Let’s talk about the first dose of psychedelia in the movie — that lengthy long take in the opening minutes, which features a dazzling dance number. Given the brevity of this shoot, how did you map out such a complicated sequence?
Believe it or not, I didn’t know at all that I would get it right. Nina McNeely, the Californian genius who choreographed that scene, was recommended to me by Sofia Boutella. She accepted to come make the movie under financial conditions that were not very good for her. But she said, “I like the movie, so I will do it.” And I said, “We already cast almost all the dancers, so can you make the choreography with three dancers coming from many different styles?” She actually likes working with people that are not like robot dancers, but people who have very strong personalities.
When she arrived, she was working on the choreography with 15 dancers for two days. And then, five additional dancers arrived on the first day of shooting, which was a Monday. And so she updated her choreography. We had put a crane on the one side. After the whole choreography she proposed, I said, “Well, how am I going to move the crane above them?” It was like a collective creation done at the last moment.

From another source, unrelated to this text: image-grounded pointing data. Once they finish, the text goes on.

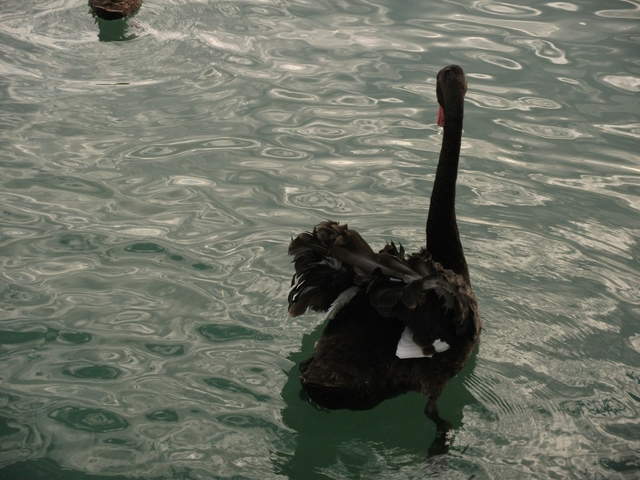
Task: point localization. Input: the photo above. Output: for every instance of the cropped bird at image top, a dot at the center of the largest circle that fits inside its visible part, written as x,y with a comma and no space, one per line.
114,9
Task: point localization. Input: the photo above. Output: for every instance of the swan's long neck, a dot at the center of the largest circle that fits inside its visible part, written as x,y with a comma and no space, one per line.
443,239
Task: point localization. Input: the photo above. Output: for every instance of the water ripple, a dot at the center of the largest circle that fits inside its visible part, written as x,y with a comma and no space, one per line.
150,188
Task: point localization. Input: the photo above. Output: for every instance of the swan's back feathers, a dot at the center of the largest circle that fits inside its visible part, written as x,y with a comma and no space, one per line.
433,302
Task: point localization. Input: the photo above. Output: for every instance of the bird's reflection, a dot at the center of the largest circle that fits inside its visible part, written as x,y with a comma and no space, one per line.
113,30
399,424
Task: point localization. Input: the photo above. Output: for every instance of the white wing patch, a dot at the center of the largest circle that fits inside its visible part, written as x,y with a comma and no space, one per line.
440,345
408,348
343,299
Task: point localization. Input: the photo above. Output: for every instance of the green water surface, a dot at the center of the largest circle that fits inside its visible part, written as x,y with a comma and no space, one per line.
153,171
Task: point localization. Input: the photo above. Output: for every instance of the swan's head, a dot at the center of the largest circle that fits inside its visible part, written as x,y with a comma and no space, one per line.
451,87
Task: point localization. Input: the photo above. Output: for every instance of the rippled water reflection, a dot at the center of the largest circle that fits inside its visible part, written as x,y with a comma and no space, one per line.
150,187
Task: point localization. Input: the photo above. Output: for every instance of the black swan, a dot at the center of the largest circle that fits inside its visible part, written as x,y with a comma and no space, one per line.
114,9
395,323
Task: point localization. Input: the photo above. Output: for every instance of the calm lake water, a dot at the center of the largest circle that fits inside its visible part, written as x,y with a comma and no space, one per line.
150,187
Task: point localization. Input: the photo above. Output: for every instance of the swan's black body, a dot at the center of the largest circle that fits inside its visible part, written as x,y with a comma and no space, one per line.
114,9
354,364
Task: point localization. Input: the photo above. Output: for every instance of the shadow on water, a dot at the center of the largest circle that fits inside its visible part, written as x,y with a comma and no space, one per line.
330,439
113,30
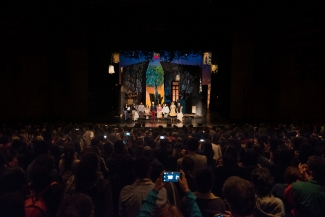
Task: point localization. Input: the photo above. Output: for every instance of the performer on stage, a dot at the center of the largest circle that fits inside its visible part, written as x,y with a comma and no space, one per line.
141,110
173,112
153,110
180,114
135,115
126,111
147,111
159,112
165,110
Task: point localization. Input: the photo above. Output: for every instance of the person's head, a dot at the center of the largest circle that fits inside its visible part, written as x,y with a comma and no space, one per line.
291,174
141,167
169,211
204,180
78,205
119,147
188,164
41,147
68,156
156,169
148,153
87,168
139,142
262,181
193,144
240,196
41,172
316,167
95,142
12,205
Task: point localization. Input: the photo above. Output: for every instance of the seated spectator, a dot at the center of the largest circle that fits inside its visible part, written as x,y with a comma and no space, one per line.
131,196
266,203
124,176
171,187
68,163
79,205
308,198
209,204
291,175
11,179
42,186
240,197
90,181
200,160
169,210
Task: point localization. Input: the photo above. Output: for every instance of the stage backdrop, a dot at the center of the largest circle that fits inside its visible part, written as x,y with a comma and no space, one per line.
156,79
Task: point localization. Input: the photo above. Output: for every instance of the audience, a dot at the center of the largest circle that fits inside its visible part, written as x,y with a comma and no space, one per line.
113,175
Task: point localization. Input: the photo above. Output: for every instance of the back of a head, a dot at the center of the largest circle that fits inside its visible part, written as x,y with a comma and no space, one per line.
95,142
291,174
87,168
316,165
169,211
141,167
41,147
188,164
119,147
12,205
41,172
240,195
262,181
193,144
79,205
204,180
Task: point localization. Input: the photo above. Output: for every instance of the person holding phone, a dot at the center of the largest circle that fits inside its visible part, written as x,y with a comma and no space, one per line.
126,111
147,205
153,110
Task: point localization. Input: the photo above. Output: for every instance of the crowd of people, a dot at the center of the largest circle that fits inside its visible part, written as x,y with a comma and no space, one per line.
90,170
154,112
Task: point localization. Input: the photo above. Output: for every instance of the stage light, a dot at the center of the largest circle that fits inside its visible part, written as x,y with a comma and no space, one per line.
111,69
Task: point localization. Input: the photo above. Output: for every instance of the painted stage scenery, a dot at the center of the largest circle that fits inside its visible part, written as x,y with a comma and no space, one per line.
163,79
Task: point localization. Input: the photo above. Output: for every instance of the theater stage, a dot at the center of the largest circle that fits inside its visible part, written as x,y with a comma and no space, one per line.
211,119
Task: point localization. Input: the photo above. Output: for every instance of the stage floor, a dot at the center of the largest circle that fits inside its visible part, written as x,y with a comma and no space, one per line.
211,119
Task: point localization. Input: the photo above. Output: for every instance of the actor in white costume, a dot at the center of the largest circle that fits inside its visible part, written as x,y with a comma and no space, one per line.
165,110
180,114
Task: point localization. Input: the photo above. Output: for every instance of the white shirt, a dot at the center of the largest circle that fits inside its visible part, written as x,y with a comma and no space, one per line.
217,151
165,110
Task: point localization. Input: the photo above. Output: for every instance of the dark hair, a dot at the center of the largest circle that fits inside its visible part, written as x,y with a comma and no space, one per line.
95,142
156,169
87,168
119,147
291,174
41,147
188,164
78,205
262,181
12,205
141,167
41,172
204,180
68,157
240,194
316,165
193,144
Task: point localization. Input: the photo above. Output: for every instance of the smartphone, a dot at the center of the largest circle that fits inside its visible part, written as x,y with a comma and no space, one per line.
170,176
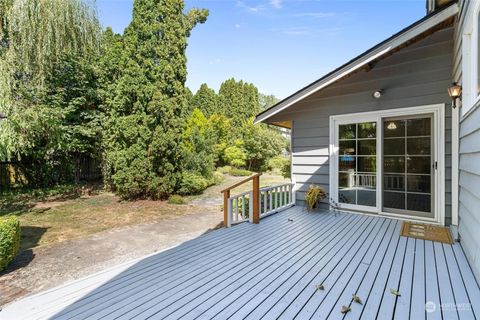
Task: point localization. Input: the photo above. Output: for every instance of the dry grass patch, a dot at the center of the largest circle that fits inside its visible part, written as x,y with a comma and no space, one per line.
52,220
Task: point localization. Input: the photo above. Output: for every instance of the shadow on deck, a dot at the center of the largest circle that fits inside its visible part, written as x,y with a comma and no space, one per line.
293,264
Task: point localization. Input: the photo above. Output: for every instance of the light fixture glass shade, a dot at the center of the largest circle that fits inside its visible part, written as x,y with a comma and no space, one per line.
455,91
392,126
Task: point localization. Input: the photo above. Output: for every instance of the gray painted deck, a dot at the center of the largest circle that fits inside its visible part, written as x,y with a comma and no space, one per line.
271,271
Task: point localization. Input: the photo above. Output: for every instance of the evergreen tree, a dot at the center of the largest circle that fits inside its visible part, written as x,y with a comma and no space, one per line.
238,101
267,101
46,83
143,146
205,100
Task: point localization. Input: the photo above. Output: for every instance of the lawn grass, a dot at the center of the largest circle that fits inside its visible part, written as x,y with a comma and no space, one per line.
52,215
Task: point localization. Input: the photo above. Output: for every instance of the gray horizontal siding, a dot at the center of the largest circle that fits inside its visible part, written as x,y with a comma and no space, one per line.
469,192
416,75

When people say that it’s the best thing I ever shot, well, I’m only partly responsible because I cast the choreographer and I chose the outfits. But what you see on the screen that’s really magical does not come from me. It’s them, the people that you see on screen.
But you must have told the choreographer something about what you wanted?

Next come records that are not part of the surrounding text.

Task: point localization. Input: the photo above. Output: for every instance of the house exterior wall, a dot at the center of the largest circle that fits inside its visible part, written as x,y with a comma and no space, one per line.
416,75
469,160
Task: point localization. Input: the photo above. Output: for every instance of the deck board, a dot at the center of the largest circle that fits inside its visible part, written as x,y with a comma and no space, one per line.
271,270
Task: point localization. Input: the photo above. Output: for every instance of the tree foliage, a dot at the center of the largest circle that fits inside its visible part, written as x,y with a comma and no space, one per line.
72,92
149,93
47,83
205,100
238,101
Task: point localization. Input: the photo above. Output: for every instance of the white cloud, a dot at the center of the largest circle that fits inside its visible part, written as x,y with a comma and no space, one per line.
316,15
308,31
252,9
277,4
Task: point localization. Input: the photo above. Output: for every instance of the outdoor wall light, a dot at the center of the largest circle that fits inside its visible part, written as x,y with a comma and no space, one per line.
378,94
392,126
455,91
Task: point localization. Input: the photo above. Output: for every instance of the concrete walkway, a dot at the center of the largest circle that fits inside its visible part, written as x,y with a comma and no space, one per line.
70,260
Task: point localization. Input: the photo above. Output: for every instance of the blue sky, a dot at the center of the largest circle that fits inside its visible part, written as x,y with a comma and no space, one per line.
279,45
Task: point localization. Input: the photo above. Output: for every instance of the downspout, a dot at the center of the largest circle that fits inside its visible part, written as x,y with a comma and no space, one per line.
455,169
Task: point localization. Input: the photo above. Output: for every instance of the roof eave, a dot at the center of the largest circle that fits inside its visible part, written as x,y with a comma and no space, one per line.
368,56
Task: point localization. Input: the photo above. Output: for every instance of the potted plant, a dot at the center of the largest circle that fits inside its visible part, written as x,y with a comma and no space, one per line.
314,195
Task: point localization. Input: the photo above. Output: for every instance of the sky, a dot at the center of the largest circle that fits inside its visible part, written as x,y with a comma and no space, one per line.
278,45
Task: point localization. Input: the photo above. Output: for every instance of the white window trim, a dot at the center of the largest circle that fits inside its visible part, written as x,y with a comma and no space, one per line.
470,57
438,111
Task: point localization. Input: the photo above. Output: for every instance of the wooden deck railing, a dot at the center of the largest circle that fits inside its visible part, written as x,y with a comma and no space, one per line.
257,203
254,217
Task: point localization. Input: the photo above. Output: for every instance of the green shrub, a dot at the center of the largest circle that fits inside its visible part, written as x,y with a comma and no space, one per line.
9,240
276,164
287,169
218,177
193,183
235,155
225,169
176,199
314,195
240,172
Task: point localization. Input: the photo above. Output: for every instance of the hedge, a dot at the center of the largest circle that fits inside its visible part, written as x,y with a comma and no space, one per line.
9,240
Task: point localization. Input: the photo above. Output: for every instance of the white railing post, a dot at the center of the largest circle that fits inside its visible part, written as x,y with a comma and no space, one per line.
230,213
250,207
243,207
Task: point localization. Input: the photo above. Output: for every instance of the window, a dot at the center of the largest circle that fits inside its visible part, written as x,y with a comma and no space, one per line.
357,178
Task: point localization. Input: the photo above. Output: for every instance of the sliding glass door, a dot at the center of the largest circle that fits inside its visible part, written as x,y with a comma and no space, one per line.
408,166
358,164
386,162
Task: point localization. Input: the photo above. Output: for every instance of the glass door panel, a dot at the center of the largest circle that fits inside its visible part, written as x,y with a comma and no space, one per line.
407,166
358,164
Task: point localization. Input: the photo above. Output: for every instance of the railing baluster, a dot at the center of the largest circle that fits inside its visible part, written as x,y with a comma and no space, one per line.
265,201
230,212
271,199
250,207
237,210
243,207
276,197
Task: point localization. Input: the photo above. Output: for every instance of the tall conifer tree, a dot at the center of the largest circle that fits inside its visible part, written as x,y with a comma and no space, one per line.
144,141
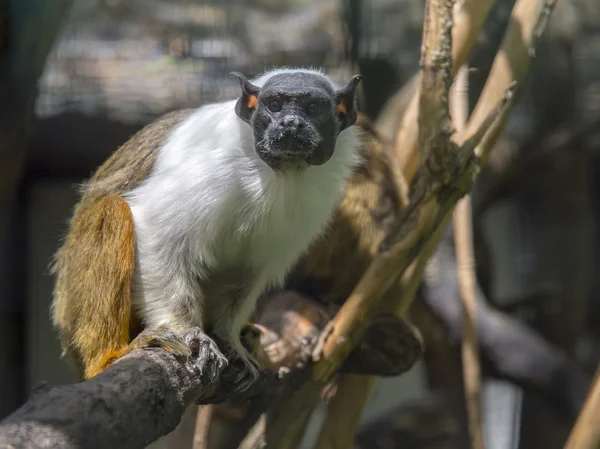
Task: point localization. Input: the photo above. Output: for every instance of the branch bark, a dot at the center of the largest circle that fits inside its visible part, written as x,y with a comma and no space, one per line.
509,348
465,262
137,400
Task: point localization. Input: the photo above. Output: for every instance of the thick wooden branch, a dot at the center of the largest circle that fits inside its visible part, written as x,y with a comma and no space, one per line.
143,396
134,402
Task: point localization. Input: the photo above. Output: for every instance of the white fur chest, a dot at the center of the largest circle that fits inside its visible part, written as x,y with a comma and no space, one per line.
211,204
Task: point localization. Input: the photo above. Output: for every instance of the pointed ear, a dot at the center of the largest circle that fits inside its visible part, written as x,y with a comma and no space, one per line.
344,102
248,101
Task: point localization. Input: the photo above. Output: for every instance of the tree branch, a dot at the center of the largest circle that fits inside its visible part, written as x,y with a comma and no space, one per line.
465,262
509,348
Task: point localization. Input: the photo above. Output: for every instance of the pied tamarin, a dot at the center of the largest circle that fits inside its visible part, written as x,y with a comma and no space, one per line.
187,224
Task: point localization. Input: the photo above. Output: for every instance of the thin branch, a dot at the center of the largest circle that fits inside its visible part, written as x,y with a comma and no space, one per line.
465,261
470,348
469,18
202,427
526,27
367,297
586,432
511,349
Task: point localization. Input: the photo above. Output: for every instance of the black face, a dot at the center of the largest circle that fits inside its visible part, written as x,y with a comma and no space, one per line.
296,117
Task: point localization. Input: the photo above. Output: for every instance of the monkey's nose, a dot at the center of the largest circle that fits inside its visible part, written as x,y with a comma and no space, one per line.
290,123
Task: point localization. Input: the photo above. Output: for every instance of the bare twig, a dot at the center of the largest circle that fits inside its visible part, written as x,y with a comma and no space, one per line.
469,19
415,231
465,260
470,346
527,24
586,433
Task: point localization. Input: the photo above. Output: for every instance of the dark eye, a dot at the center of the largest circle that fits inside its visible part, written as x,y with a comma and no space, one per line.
313,108
274,105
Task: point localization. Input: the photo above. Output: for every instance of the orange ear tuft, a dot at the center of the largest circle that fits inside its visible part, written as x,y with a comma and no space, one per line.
341,108
252,101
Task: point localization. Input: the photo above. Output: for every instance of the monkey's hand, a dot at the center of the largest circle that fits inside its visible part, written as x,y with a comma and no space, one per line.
238,353
193,343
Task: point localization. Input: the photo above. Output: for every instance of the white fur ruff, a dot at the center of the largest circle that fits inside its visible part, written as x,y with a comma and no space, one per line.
211,204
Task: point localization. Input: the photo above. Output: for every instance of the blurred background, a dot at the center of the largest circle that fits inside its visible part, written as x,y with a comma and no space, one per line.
77,79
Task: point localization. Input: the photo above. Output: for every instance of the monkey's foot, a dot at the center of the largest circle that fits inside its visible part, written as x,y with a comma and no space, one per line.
208,359
245,370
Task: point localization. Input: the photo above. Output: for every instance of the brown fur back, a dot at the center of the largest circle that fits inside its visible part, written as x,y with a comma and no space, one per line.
95,264
336,262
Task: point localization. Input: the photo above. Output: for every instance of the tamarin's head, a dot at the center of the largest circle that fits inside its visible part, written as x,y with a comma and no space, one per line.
296,116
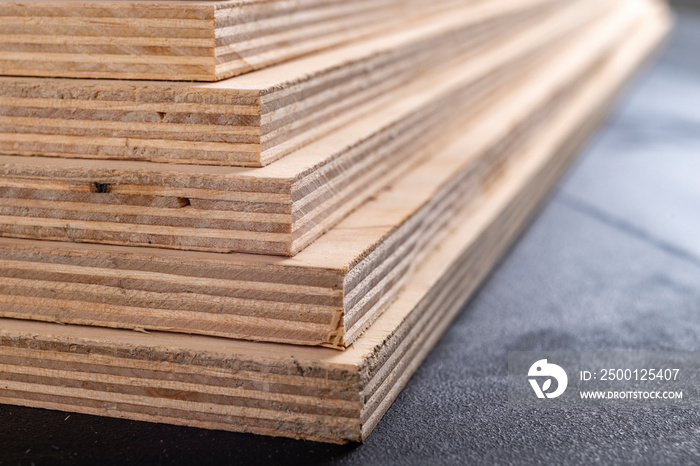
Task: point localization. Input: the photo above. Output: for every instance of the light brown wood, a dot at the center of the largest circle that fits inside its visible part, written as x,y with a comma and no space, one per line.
185,40
279,209
328,294
250,120
299,392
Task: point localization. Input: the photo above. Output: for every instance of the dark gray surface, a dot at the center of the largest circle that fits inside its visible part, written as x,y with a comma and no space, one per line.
612,262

I didn’t tell her much. We just had to decide when she arrived between two songs that I had in mind, so we came to decide that was good to start with and it’s a little version of “Supernature” by Corrine. And then, I trusted her. So, here are your soldiers, your captain. Do a good job. And then I will come with my crane, and just like, see what comes out. But I did not tell her what to do.

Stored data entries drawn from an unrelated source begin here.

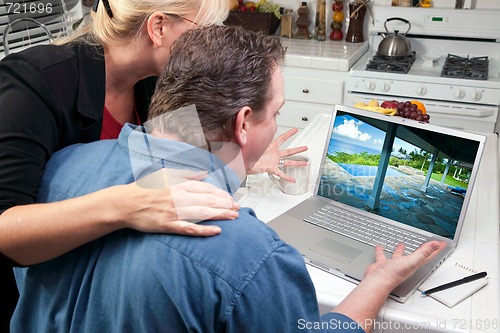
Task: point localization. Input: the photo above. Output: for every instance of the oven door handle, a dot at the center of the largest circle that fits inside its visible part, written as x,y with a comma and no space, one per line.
460,111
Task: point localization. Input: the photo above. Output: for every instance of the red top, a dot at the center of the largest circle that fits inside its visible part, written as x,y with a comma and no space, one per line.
111,127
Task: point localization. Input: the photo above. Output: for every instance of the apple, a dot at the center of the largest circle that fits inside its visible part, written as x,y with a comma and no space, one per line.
390,104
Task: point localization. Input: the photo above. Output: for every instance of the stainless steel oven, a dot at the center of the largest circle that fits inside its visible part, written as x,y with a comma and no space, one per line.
461,98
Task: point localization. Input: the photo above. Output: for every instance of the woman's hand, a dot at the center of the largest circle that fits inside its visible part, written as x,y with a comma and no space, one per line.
164,203
270,160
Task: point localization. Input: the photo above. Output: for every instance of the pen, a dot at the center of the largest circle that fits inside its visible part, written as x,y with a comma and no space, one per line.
455,283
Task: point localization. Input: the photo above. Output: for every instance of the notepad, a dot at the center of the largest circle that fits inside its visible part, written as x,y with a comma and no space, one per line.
453,296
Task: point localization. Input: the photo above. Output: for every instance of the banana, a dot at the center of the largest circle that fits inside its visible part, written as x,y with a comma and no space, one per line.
373,108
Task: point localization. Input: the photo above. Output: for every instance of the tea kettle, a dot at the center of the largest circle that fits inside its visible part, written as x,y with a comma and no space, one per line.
395,44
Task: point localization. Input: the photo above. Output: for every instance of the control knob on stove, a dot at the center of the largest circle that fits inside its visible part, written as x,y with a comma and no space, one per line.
459,93
476,95
370,85
421,91
385,86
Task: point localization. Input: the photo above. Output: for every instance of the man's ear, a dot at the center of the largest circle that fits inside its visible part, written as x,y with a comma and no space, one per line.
156,26
242,125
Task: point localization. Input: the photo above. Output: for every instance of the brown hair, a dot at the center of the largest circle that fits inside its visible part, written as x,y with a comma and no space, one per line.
219,69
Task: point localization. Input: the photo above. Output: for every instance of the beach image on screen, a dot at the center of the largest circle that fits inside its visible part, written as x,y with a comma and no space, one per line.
406,174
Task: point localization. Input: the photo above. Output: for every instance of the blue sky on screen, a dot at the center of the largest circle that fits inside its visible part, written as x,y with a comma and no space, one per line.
350,129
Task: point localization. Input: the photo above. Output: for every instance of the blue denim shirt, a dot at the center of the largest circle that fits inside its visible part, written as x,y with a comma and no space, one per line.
244,280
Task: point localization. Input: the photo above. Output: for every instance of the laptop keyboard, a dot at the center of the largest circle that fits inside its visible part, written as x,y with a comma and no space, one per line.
364,230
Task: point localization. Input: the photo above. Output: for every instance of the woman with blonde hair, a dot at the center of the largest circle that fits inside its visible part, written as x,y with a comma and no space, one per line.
84,89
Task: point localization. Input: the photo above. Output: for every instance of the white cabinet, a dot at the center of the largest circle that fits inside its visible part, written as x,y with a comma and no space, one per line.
309,92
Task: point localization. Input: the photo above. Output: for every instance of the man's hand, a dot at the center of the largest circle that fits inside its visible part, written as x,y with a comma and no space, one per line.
365,301
270,160
400,267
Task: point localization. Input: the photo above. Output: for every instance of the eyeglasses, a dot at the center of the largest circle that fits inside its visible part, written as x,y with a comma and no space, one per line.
182,18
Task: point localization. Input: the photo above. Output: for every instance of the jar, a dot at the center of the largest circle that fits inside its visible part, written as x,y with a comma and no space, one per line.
320,32
302,22
425,4
357,10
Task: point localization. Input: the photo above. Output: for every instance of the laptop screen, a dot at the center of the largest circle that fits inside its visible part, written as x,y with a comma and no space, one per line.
410,173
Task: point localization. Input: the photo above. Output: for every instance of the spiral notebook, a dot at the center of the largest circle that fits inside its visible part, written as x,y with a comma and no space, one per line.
453,296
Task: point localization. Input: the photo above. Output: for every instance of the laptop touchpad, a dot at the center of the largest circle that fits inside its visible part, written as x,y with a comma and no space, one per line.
335,250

“Climax” was made in 15 days on a low budget. How has that changed your approach going forward?
I spent a long time on my first movie, which was the sequel to a short film that I did called “Carne.” And I had no money. I shot it over a period of three years, a bit like David Lynch directed “Eraserhead.” I was spending one year there, one over here, over many years. I was totally bankrupt, and I was rewriting the script while I was filming.
After that, I did a movie with no script just with the storyline, and it was three pages long. The whole story was took place in one night. That was “Irreversible.” We shot the movie in chronological order and then I reversed the certain scenes, but the whole pre-production took less than six weeks. The movie was shot in less than six weeks and that movie that I didn’t expect to reach a big audience is still today my biggest commercial success. Then I had this big project in mind, which was “Enter the Void.” It took me six years to get the financing to shoot it, to do post-production it, to re-shoot, and so on. It was so exhausting that I decided I didn’t want to go through a long process for a film ever again. That movie was a commercial failure.
So then I thought, “I don’t wanna make my producers or financiers lose money in the theater.” I did this very cheap movie called “Love,” and then I decided I wanted to make an even cheaper movie so people don’t get involved and can’t tell you how to rewrite it or how to avoid losing money. The good thing about doing these quite cheap movies is that you have much more freedom.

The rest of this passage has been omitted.